Seçim sonucunda Cumhur ittifakını oluşturan AK Parti ve MHP birlikte yüzde 51,64, AK Parti tek başına yüzde 44,5, Millet ittifakını oluşturan CHP, HDP, İP ve Saadet Partisi Bloku ise yüzde 34,57 oy almışlardır. Bu anlamda AK Parti 39 vilayet, MHP 11 vilayet, CHP 21 vilayet belediye başkanlıklarını kazanmışlardır. Toplam belediye başkanlıklarının da yüzde 75’inden fazlasını Cumhur ittifakı adayları kazanmıştır.

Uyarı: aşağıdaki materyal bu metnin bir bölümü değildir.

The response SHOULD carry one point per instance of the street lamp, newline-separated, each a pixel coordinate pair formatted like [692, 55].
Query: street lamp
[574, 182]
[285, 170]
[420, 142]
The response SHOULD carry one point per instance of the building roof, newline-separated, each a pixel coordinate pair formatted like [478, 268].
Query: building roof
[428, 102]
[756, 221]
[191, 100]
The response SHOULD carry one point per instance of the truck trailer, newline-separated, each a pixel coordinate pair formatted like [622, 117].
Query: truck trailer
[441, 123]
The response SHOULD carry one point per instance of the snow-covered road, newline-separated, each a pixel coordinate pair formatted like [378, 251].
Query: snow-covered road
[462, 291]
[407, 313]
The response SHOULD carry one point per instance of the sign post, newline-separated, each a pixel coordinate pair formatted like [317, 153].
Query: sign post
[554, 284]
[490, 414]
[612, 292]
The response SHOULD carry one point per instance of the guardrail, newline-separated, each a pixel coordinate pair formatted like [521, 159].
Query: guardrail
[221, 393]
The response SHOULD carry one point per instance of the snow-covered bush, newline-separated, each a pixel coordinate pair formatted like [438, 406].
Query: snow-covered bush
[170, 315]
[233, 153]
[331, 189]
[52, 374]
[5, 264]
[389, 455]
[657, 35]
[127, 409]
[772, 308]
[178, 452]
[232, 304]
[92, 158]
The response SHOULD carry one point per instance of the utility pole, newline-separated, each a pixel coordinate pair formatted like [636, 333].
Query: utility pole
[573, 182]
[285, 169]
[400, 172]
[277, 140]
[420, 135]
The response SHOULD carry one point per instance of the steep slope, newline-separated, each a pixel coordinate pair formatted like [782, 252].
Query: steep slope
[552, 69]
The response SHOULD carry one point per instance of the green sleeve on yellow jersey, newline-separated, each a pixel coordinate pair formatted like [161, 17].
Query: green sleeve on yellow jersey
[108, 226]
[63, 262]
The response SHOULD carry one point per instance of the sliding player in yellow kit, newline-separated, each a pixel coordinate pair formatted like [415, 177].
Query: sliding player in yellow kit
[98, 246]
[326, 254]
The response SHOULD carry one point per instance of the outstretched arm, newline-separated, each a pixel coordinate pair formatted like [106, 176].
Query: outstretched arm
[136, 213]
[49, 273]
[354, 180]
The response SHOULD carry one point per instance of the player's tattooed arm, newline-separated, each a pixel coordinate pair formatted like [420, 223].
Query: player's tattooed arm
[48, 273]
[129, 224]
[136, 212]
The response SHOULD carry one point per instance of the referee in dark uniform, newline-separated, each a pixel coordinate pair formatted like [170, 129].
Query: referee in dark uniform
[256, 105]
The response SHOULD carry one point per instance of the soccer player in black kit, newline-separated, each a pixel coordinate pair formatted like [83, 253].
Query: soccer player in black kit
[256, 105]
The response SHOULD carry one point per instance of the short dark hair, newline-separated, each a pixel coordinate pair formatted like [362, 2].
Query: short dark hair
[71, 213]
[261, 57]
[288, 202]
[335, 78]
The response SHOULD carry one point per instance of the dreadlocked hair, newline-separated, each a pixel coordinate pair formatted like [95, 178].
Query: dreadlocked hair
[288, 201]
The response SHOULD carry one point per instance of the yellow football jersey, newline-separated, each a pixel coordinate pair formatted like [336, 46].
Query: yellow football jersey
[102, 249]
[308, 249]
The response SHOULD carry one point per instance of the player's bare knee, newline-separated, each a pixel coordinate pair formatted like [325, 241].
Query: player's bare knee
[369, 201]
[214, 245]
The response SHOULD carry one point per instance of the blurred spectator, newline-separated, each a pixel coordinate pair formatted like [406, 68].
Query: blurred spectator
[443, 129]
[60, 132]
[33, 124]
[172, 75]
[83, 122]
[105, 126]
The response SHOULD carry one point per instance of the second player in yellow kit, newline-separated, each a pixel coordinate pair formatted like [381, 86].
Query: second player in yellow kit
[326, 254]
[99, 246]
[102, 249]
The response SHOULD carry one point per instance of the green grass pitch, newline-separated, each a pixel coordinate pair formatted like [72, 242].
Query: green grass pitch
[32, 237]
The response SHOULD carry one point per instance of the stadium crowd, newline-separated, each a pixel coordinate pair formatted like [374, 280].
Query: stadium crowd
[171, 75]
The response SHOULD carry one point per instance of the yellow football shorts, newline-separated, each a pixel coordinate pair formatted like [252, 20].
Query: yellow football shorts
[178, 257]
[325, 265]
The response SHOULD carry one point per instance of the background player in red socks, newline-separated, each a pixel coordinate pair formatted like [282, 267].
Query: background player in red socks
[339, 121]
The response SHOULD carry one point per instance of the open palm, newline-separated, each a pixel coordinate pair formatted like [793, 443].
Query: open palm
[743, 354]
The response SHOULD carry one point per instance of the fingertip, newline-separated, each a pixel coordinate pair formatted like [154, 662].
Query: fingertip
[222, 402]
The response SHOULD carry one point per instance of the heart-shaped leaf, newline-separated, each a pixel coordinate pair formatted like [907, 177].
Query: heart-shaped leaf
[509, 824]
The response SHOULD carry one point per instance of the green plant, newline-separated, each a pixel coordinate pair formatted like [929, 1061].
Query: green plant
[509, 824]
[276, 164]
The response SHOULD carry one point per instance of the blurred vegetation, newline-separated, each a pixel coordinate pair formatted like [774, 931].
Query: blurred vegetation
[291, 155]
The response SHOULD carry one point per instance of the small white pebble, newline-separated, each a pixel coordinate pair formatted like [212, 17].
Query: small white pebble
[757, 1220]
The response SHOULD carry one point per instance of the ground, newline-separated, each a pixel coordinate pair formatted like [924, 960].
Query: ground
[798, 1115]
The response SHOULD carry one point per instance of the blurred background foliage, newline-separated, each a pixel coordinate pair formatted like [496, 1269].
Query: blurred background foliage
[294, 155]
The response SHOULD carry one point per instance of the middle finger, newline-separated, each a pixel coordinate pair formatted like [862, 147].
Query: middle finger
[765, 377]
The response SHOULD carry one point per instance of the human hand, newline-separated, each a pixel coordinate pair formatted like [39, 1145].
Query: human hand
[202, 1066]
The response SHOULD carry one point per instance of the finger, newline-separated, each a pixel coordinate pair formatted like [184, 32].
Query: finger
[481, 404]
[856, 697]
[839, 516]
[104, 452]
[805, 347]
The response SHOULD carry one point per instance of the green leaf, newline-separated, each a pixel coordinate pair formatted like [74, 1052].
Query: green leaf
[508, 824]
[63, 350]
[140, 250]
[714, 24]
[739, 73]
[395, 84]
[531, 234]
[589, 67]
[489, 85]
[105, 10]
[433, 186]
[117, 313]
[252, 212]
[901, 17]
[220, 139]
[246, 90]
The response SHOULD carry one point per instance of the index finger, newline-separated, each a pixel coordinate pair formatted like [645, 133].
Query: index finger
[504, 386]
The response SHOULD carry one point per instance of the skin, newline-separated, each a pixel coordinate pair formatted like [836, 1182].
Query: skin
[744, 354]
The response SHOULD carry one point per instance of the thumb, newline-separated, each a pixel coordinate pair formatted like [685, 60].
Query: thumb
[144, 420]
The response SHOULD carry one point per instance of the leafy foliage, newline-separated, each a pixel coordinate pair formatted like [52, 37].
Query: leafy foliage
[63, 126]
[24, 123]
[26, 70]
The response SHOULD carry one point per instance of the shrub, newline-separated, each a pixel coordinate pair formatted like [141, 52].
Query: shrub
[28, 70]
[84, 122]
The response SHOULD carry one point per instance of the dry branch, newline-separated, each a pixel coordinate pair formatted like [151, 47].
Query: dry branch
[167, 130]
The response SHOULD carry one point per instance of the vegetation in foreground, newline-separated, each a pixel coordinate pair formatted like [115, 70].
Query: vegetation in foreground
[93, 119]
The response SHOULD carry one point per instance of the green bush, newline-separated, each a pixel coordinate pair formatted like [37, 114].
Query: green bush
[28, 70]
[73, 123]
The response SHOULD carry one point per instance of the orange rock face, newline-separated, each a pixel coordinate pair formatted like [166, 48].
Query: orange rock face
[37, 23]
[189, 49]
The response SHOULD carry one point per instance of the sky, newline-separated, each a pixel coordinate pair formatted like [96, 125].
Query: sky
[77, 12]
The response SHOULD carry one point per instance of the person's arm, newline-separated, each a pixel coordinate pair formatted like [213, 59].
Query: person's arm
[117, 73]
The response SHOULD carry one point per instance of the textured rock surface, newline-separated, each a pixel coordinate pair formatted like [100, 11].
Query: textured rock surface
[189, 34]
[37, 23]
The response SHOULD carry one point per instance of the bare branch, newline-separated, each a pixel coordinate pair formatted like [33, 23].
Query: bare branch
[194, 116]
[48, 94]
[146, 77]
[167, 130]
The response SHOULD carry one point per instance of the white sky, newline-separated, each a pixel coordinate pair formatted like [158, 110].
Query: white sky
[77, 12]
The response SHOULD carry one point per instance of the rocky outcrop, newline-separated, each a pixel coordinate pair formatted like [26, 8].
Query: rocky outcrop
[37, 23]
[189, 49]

Bu sonuç, 24 Haziran 2018 Başkanlık seçiminden bu yana Cumhur ittifakının yüzde 1,5’luk küçük bir oy azalmasına rağmen, seçmen nezdinde gücünü koruduğunu ve hükümetin bundan böyle 4 yıl 3 ay boyunca ekonomiyi iyileştirme ve yurtiçi ile sınır ötesi ülke güvenliğimize odaklanması gerektiğini ortaya koymaktadır.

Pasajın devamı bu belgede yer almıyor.